No confronto direto, a barreira escocesa é alta. Nos cinco encontros mais recentes, o Brasil venceu quatro e houve um empate; no último, triunfo brasileiro por dois gols. A Escócia não venceu nenhum desses cinco, fator que pesa psicologicamente.
O primeiro gol pode definir tudo. Quando a Escócia faz 1-0 em casa, vence 100% das vezes. Mesmo em desvantagem de 0-1 como mandante, vira 40% dos jogos, sinal de resiliência. Fora de casa, o Brasil é mais instável: com 0-1 a favor, só confirma 50% das vitórias; se sai perdendo 0-1, não conseguiu virar (0%).
O Brasil costuma impor o ritmo no início — vence 54% dos primeiros tempos, contra 41% da Escócia —, mas as brechas recentes na defesa abrem espaço para um início agressivo dos anfitriões. A rota escocesa é clara: começar forte, pressionar alto e explorar bolas paradas para forçar erros; com apoio da torcida, segundas bolas podem virar chances claras.

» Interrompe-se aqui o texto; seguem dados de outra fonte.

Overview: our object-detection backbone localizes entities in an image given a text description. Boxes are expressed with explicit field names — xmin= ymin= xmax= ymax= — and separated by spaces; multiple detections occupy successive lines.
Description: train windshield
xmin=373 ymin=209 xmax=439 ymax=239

A Seleção confiará no volume ofensivo. Se reduzir perdas no meio e controlar transições, a qualidade no terço final tende a criar oportunidades. A dúvida é a resistência defensiva por 90 minutos diante de bolas longas e cruzamentos.
Um dado curioso do conjunto estatístico aponta desempenho superior da Escócia em Copas do Mundo, contraste com o peso histórico do Brasil, mas lembrete de que, em jogo único, os detalhes decidem.
Projeção: partida aberta, com ambos marcando. Pelo retrospecto e controle inicial, leve favoritismo do Brasil; ainda assim, o momento escocês e o valor do primeiro gol deixam a zebra à espreita. Brasil por um gol ou empate.